Я откинула плотное льняное одеяла и тут же увидела следы засохшей крови на своих бедрах и животе. А заодно ощутила влагу между бедрами, и поспешила ощупать себя. Но запах влаги был чуть молочный, с мускусным оттенком; это был не мой запах.

Этого было достаточно, чтобы мои мысли вернулись к тому, что мне приснилось, — ну, по крайней мере, я полагала, что это должно было быть сном; огромное медвежье тело нависло надо мной, черное, как самая черная ночь, пахнущее кровью… и от ужаса мое сонное тело ослабло, утратив способность двигаться.

Я лежала, почти не дыша, прикидываясь мертвой, а он щупал и обнюхивал меня, обжигая горячим дыханием мою кожу, и мягкий мех прижимался к моей груди удивительно нежно и ласково…

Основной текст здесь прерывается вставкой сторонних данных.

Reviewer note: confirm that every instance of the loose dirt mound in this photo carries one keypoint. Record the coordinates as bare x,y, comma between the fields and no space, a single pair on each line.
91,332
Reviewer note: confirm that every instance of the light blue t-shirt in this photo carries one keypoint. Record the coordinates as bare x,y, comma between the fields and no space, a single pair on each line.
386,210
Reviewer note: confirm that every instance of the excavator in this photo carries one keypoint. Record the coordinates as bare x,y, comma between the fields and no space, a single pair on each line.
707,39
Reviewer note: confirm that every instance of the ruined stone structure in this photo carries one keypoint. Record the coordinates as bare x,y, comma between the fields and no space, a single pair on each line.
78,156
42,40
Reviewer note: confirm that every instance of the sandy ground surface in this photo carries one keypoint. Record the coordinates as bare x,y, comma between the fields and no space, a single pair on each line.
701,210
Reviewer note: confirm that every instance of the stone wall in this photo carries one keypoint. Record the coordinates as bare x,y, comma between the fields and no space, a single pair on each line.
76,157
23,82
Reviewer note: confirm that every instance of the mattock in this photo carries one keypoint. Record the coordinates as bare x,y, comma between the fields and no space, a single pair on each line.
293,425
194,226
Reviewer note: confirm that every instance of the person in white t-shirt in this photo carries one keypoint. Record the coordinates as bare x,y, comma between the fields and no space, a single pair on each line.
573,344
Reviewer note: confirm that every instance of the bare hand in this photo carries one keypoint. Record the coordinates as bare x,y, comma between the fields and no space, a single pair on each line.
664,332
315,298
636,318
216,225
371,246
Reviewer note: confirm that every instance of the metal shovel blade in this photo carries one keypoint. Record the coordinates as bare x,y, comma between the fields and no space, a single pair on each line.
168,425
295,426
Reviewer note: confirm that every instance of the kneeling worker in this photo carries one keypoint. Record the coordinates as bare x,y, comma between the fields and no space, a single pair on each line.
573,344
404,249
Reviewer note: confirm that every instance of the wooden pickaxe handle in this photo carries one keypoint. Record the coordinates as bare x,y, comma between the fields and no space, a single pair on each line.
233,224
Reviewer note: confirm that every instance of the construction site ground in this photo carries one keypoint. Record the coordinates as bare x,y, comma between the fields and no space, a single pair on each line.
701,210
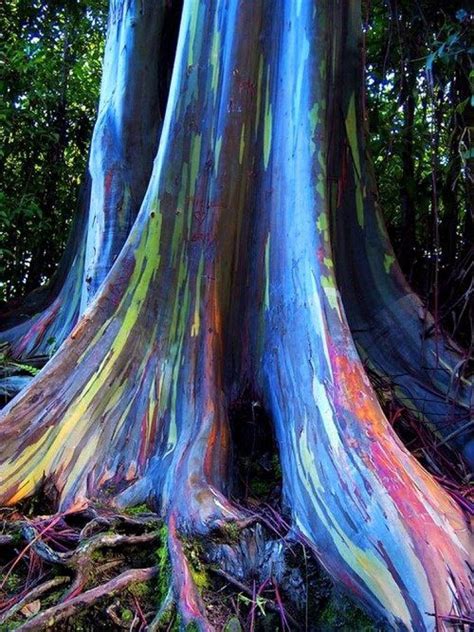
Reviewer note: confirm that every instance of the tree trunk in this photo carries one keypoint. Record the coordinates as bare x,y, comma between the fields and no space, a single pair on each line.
395,333
124,143
225,285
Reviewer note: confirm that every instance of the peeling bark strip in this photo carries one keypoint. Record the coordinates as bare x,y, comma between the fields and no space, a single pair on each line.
124,144
227,280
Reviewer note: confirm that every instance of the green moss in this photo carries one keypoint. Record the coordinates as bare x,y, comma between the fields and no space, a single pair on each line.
126,615
231,532
193,551
137,510
140,589
12,583
163,564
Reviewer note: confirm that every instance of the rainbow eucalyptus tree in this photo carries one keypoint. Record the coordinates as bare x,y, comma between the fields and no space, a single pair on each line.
123,146
226,285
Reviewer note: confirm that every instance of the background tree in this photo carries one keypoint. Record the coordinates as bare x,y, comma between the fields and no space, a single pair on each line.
51,55
226,286
226,290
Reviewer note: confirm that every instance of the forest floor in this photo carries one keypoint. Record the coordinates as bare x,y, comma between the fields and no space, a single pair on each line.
102,570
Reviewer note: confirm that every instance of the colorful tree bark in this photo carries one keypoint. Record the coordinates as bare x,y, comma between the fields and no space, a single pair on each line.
123,146
226,283
395,334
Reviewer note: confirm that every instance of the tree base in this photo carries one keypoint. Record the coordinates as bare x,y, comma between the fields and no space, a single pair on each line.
103,570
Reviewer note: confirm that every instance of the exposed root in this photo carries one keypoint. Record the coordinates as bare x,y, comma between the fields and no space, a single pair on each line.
271,605
32,595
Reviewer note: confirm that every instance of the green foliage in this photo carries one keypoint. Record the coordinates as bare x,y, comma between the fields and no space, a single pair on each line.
419,60
50,61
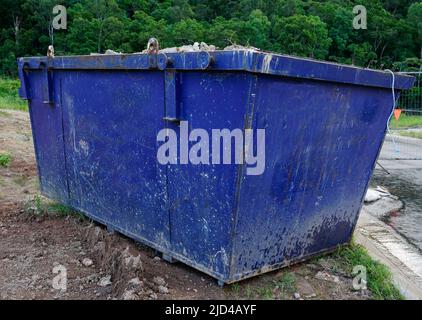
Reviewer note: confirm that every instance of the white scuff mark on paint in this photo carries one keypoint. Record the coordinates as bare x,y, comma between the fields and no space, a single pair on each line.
267,63
84,147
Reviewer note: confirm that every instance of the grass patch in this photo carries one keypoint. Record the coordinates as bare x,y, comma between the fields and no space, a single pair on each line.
412,134
42,207
287,284
9,98
406,121
379,279
5,160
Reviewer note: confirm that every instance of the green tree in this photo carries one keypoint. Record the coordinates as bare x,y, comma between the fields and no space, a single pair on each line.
302,35
414,16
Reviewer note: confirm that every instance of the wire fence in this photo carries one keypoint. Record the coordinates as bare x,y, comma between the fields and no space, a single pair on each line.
405,140
410,101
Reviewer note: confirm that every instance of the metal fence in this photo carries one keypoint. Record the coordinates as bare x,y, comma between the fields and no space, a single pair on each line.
405,140
411,100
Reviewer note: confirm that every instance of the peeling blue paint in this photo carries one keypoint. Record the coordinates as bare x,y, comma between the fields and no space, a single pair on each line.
95,120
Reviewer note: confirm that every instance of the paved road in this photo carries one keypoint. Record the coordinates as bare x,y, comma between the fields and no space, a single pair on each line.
402,152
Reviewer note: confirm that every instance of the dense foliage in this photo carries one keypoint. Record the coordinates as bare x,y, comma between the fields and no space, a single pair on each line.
312,28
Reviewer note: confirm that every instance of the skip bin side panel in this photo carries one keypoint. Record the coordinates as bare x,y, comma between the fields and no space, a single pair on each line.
47,130
202,198
112,119
322,140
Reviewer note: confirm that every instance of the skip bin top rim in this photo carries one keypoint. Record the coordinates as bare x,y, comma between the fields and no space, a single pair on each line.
222,60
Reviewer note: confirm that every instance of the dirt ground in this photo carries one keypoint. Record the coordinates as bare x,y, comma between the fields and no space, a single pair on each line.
35,248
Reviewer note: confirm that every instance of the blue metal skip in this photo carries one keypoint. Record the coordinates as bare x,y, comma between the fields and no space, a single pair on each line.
95,121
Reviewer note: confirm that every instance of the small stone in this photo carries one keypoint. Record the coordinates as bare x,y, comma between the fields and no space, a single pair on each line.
135,282
163,290
87,262
159,281
130,295
105,281
322,275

А потом на краткое мгновение ко мне вернулось сознание; сначала холод, потом жар, и обнаженное тело с гладкой кожей, ничуть не похожей на медвежью шкуру, прижимается ко мне… и после — снова смутный провал в пьяную несвязицу, и медленное, глубокое совокупление, и оргазм, погрузивший меня в сон… и мягкое шотландское ворчание над моим ухом.

Я посмотрела вниз и увидела полумесяц на своем плече — это был след укуса, и он был земляничного цвета.

— Ну, тогда нечего и удивляться, что ты до сих пор спишь, — с легким порицанием сказала я. Солнечный луч коснулся щеки Джейми, осветил одну бровь, заставив ее разом вспыхнуть огнем, как вспыхивает спичка. Он не открыл глаз, но в ответ на мои слова по его лицу расплылась медленная, нежная, счастливая улыбка.

* * *

Индейцы оставили нам нашу долю медвежьего мяса, тщательно завернув его в кусок промасленной кожи и подвесив повыше на ветвях ближайшего дерева, чтобы оно не привлекло внимания всех окрестных скунсов и енотов. После завтрака и краткого купания в ручье Джейми внимательно осмотрелся, чтобы определить направление, в котором нам предстояло теперь двигаться. Ему не нужен был компас, ему было достаточно солнца и горных пиков.

— Туда, — сказал он, показывая на далекую голубую вершину. — Смотри, видишь, там седловина, а рядом гора пониже? По другую сторону того перевала — земли индейцев; по новому договору с ними там и проходит граница, по хребту.

— И что, кто-нибудь действительно обследовал те места, чтобы нанести линию границы на карты? — Я недоверчиво всматривалась в длинный зубчатый хребет, похожий на пилу, — горы возвышались над долинами, заполненными утренним туманом. Вершины вздымались над нами, как бесконечно повторяющиеся миражи, отражая друг друга, и их цвет менялся от густо-зеленого до голубого и пурпурного, а самые дальние пики казались черными и вырисовывались на фоне прозрачного неба, как некие фантастические иглы.